NASA has launched an instrument that will create what could be the coldest spot in the universe, to allow scientists to study quantum phenomena more effectively, and in turn enable more effective quantum devices such as interferometers and computers.
The Cold Atom Lab could help answer some big questions in modern physics. Credits: NASA/iGoal Animation
The Cold Atom Laboratory (CAL), which is about the size of a small refrigerator, uses laser cooling to produce a temperature 10 billion times colder than the vacuum of space. Results of this research could lead to a number of improved technologies, including sensors, quantum computers and atomic clocks used in spacecraft navigation.
The instrument is on board the Orbital ATK Cygnus spacecraft, along with other research equipment, and will be operated on the International Space Station (ISS) by a multidisciplinary team of scientists.
The quest for ever colder temperatures has been a major theme of physics for more than a century, leading to such breakthroughs as the discovery of superfluidity and superconductivity, and more recently the development of laser cooling techniques.
CAL will produce clouds of ultra-cooled atoms called Bose-Einstein condensates (BECs). A BEC is a state of matter of a dilute gas of bosons cooled to temperatures very close to absolute zero. At these temperatures, which are even colder than the average temperature of deep space, the atoms in a BEC demonstrate quantum characteristics at relatively large size scales, allowing researchers to explore this strange domain.
Beyond the great interest in the scientific aspects of these phenomena, these advances have also been at the heart of several important devices, from superconducting quantum interference devices to laser-cooled atomic clocks and atom interferometer-based sensors, such as a gravity gradiometer for global gravity mapping.
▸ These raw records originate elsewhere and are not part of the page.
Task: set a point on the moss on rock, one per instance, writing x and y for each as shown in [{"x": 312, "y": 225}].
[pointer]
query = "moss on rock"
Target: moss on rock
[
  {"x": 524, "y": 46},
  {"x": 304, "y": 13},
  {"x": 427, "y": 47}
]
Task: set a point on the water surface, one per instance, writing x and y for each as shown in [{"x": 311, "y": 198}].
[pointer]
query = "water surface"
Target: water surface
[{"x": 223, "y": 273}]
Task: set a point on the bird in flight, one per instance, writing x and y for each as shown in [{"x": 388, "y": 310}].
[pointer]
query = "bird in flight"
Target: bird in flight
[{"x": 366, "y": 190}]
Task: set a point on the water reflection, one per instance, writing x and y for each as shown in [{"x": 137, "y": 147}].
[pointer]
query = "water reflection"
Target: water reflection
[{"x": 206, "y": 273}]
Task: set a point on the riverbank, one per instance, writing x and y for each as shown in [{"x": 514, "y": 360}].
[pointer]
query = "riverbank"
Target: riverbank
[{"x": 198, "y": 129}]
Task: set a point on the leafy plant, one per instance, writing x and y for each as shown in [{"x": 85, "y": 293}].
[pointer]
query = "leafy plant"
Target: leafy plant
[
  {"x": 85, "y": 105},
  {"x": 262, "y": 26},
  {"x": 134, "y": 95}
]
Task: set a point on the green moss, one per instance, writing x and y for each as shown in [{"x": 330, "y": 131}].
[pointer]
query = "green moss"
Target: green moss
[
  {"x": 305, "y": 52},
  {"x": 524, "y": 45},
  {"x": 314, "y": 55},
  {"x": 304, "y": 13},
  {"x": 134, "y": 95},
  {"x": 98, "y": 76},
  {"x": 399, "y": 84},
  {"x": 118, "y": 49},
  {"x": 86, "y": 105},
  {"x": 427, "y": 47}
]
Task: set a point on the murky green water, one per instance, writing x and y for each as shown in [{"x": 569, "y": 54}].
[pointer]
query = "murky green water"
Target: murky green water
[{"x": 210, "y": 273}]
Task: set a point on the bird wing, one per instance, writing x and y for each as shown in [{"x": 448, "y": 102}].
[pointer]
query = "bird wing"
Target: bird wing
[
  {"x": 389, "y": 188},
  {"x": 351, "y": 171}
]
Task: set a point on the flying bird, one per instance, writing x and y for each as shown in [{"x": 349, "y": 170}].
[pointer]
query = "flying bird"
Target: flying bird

The Cold Atom Lab has being integrated into the Cygnus spacecraft in advance of its 21 May launch. Credit: NASA/Cold Atom Lab
Over the past three decades, much advancement has been made in Earth-based laboratories in reducing the temperature of BECs to below the condensate temperature. Inherent to these experiments is the application of an intense magneto-optical trap to hold the atoms in place to obtain the required cooling, due to the pull of gravity.
The microgravity environment of ISS enables the Cold Atom Laboratory (CAL) laser cooling technology to reach temperatures colder than ever achieved on Earth, and to therefore analyse atom wave functions never observed before. Observation times of more than 10 seconds and temperatures below 100 pK will be achievable in space.
CAL research findings will facilitate the development of future ultra-cold atom-based quantum sensors for gravitational and magnetic fields, rotations and tests of the equivalence principle.
The CAL instrument utilises commercial off-the-shelf hardware and software, which enabled its rapid development. CAL has quad lock configuration, with electronics components on one side, which are cooled with liquid heat exchangers to maintain a safe operational temperature.
On the other side is the science module and laser assembly, featuring fibre-optic coupled lasers to simplify optic-mechanical design. Forced convection with fans is used to cool the lasers and science module.
The science module is encased in a magnetic shield to attenuate the magnetic field of the Earth, which varies over the course of the orbit.
The CAL facility is designed for use by multiple scientific investigators and to be upgradable/maintainable in orbit. CAL will also be a pathfinder experiment for future quantum sensors based on laser cooled atoms enabling exquisitely precise measurements of a wide variety of phenomenon.